Open World Object Detection (OWOD) is a novel computer vision task with a considerable challenge, bridging the gap between classic object detection (OD) and real-world object detection. In addition to detecting and classifying seen/known objects, OWOD algorithms are expected to localize all potential unseen/unknown objects and incrementally learn them. The large pre-trained vision-language grounding models (VLM, e.g., GLIP) have rich knowledge about the open world, but are limited by text prompts and cannot localize indescribable objects. However, there are many detection scenarios in which pre-defined language descriptions are unavailable during inference. In this paper, we attempt to specialize the VLM model for OWOD tasks by distilling its open-world knowledge into a language-agnostic detector. Surprisingly, we observe that the simple knowledge distillation approach leads to unexpected performance for unknown object detection, even with a small amount of data.
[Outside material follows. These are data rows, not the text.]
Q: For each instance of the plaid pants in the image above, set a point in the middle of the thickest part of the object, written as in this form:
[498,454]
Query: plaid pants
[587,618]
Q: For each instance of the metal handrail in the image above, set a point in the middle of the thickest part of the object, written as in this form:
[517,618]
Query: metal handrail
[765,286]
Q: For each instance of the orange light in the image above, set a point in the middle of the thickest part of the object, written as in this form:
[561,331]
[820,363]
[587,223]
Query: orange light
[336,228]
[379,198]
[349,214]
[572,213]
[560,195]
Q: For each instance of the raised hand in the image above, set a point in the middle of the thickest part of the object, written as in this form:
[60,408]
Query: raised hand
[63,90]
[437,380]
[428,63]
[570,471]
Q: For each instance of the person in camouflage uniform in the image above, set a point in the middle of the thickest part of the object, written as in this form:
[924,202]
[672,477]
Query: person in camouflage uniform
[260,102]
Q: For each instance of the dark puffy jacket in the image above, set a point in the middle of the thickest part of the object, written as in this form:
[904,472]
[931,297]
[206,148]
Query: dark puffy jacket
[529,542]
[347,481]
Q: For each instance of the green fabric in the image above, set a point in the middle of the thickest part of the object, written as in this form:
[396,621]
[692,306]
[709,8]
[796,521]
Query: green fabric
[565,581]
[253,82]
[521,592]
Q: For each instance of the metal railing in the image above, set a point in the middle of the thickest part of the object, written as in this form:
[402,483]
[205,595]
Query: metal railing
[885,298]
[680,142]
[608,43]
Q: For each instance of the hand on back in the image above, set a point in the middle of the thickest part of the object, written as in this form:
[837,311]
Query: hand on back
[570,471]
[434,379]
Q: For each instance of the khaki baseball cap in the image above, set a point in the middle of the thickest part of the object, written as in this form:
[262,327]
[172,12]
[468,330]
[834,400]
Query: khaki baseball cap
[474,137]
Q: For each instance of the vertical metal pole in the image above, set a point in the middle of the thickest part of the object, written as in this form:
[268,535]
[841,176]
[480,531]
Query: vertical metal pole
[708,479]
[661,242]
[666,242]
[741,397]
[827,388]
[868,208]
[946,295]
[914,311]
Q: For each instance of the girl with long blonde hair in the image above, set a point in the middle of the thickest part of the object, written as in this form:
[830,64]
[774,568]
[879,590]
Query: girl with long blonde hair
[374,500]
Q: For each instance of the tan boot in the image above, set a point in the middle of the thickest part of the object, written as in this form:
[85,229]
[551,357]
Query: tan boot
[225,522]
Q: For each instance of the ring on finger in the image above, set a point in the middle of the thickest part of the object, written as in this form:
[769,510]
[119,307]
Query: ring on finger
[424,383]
Unfortunately, knowledge distillation for unknown objects severely affects the learning of detectors with conventional structures, leading to catastrophic damage to the model's ability to learn about known objects. To alleviate these problems, we propose the down-weight training strategy for knowledge distillation from vision-language model to single visual modality one. Meanwhile, we propose the cascade decoupled decoders that decouple the learning of localization and recognition to reduce the impact of category interactions of known and unknown objects on the localization learning process. Ablation experiments demonstrate that both of them are effective in mitigating the impact of open-world knowledge distillation on the learning of known objects. Additionally, to alleviate the current lack of comprehensive benchmarks for evaluating the ability of the open-world detector to detect unknown objects in the open world, we refine the benchmark for evaluating the performance of unknown object detection by augmenting annotations for unknown objects which we name"IntensiveSet$\spadesuit$". Comprehensive experiments performed on OWOD, MS-COCO, and our proposed benchmarks demonstrate the effectiveness of our methods.

查看原文本刊更多论文

SKDF：将开放词汇知识提炼到开放世界对象检测器的简单知识蒸馏框架。

开放世界目标检测（OWOD）是一项具有相当大挑战的新型计算机视觉任务，它弥合了经典目标检测（OD）和现实世界目标检测之间的差距。除了检测和分类可见/已知对象外，OWOD算法还有望定位所有潜在的未见/未知对象并逐步学习它们。大型预训练的视觉语言基础模型（VLM，如GLIP）具有丰富的开放世界知识，但受文本提示的限制，无法定位不可描述的对象。然而，在许多检测场景中，预定义的语言描述在推理期间不可用。在本文中，我们试图通过将其开放世界知识提炼成语言不可知检测器来专门化用于OWOD任务的VLM模型。令人惊讶的是，我们观察到简单的知识蒸馏方法即使在少量数据的情况下也会导致未知对象检测的意想不到的性能。不幸的是，未知对象的知识蒸馏严重影响了传统结构检测器的学习，导致模型学习已知对象的能力受到灾难性的破坏。为了解决这些问题，我们提出了从视觉语言模型到单一视觉模态模型的知识升华的降权训练策略。同时，我们提出了级联解耦解码器，将定位和识别的学习解耦，以减少已知和未知对象的类别交互对定位学习过程的影响。烧蚀实验表明，这两种方法都能有效缓解开放世界知识蒸馏对已知对象学习的影响。此外，为了缓解目前缺乏评估开放世界检测器在开放世界中检测未知物体能力的综合基准的问题，我们通过增加未知物体的注释来改进评估未知物体检测性能的基准，我们将其命名为“intenveset $\spadesuit$”。在OWOD， MS-COCO和我们提出的基准上进行的综合实验证明了我们方法的有效性。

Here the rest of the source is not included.